Certains soldats allaient d'un pas aussi lent que celui des condamnés. D'autres, très zélés et qui s'étaient portés volontaire tôt le matin pour préparer les cordes, les faisaient avancer à grand coups de crosse dans le dos. Parfois, la crosse d'un fusil se brisait. Ceux-là restaient au bas de l'échelle tandis qu'un camarade grimpait passer la corde au cou d'un Français. Ils attendaient un signe, puis ils donnaient un bon coup de pied dans l'échelle.
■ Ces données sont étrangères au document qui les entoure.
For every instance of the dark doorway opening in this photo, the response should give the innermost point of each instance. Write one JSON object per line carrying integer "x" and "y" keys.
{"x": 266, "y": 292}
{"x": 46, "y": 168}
Parfois, comme la mort ne venait pas assez vite, ou comme la pendaison avait été mal exécutée, celui d'en dessous s'accrochait aux pieds de la victime qui suffoquait.

De cette table du café où les grands hommes, nos supérieurs, en bonne compagnie, se détendaient au son du phonographe, ils s'écriaient : « Mon garçon, vous ne savez donc pas faire un nœud ? » Ils riaient avec ces belles dames qui semblaient ignorer la scène qui se déroulait sous leurs yeux.

On m'a appris à faire des nœuds à l'école.

J'ai appris à faire des nœuds.

Je voulais devenir pêcheur, un bon matelot.

Ça oui, je sais faire des nœuds.

Une branche céda, ​CRAC! Un homme se brisa la hanche. Certains de mes camarades riaient. L'un d'entre eux alla le finir à l'aide d'un escabeau.

Il y a du bruit, beaucoup de bruit, tu sais.

Tout du long, je n'ai entendu qu'un grand silence.

Ce qui se passe, c'est le désespoir de ceux qui vont perdre. Punis un enfant, puis demande-lui de céder son jouet favori à son ennemi : s'il le peut, il préférera le casser.